“He should have just ripped it up and threw it in the trash because that’s how I felt when he said that,” Duren said.
Johnson said he doesn't believe the CDC's authority overrides state law. Asked why most other Georgia magistrates have come to a different conclusion, Johnson said he didn’t know.
“I think that if the federal government wanted to do this correctly, they would have done it by passing a law,” Johnson said, “and properly compensate those that are out of resources or money.”
He said the eviction moratorium seems to violate landlord rights. He acknowledged that Congress passed $25 billion in rental assistance at the end of December, but said that the funding was not available yet.
“When you have somebody who owes a mortgage, is it fair for that individual to bear the burden of what should be a government’s responsibility?” Johnson asked. “That’s the way I look at it.”
Johnson said he could be wrong in his reasoning and said he wishes the state would send down more instructions.

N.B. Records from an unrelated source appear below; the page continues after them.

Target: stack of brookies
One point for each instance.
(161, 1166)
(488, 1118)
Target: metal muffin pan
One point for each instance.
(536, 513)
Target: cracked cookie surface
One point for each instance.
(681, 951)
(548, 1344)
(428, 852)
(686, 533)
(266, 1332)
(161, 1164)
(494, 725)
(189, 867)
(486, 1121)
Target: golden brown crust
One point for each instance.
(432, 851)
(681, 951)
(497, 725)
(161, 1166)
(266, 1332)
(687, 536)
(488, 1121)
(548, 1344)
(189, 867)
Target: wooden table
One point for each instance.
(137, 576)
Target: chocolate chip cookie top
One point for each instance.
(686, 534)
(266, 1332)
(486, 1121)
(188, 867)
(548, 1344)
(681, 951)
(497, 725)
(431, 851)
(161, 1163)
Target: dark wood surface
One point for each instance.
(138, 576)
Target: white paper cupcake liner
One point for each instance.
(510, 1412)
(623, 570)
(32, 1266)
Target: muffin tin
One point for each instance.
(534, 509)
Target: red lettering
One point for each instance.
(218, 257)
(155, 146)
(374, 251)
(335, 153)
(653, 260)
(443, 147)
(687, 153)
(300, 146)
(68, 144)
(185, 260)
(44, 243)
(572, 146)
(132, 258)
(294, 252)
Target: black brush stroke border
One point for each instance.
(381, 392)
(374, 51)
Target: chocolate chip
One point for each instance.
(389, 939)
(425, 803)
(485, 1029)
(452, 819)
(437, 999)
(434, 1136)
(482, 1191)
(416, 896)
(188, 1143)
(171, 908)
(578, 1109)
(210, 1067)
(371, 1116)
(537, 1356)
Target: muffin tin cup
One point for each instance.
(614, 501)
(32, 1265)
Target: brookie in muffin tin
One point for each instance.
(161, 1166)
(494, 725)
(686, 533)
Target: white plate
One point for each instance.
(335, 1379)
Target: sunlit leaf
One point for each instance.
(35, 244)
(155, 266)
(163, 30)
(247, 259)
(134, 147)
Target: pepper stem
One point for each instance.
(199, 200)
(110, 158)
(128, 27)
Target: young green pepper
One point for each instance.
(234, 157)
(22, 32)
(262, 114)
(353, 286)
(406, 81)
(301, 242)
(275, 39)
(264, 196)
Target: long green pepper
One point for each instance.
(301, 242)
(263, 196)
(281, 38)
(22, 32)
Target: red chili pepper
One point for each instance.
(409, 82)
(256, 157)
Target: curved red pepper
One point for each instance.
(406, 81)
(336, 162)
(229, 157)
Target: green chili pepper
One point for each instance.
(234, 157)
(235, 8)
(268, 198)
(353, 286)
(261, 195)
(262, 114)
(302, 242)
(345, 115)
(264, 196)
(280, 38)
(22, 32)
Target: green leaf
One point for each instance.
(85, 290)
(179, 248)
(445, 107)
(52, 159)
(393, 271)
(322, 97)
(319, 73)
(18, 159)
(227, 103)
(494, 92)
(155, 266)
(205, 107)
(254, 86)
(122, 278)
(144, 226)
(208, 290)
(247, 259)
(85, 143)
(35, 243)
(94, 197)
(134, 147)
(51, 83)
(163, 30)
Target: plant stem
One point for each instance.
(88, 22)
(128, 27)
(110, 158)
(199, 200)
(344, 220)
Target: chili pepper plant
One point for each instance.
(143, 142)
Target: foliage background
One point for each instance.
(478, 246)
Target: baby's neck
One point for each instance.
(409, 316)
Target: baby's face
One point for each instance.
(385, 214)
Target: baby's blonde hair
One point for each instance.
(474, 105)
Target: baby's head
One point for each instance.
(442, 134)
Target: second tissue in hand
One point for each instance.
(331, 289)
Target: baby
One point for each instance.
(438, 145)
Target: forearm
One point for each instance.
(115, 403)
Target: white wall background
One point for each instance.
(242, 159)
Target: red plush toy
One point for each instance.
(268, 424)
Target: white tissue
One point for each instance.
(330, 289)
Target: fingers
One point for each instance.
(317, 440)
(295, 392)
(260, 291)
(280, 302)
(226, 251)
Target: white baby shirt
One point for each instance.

Under the first federal moratorium, the Georgia Supreme Court issued a rule for magistrate courts to follow. Landlords had to swear that the eviction ban, which only covered those with government-subsidized loans, did not affect them.
The state Supreme Court said it would be improper to weigh in on a judge's interpretation of the CDC order unless a case arrived on appeal. Johnson said he has invited tenants to challenge his decisions to a higher court.
But that can be harder than it sounds, said Susan Reif of the Eviction Prevention Project at Georgia Legal Services. She said state law requires tenants pay rent while an appeal is pending, or they could still be evicted.
“Most of our clients, when they realize they’re not going to be able to remain in possession, have to focus their energies on finding housing and alternative arrangements for their family,” Reif said.
Tenants who must leave despite CDC protections have little recourse at the federal level.
They could wait to see if the U.S. Justice Department will enforce the CDC moratorium. The order said violators could face a $100,000 fine.
Johnson ordered Duren's family to leave the property and pay back $5,000 in rent. A few days later, Duren and her husband tested positive for COVID-19.
Because of the diagnosis, her landlord, who declined comment, allowed them to remain in their townhome for another two weeks. Duren said they were still sick when the six of them moved into their SUV. It was two nights before they got enough money for a Villa Rica hotel, where they’ve now stayed for a month.
“The CDC, which is federal, said that if we did all of these things that we couldn’t be evicted,” she said. “But this one county decided that they could make their own rules.”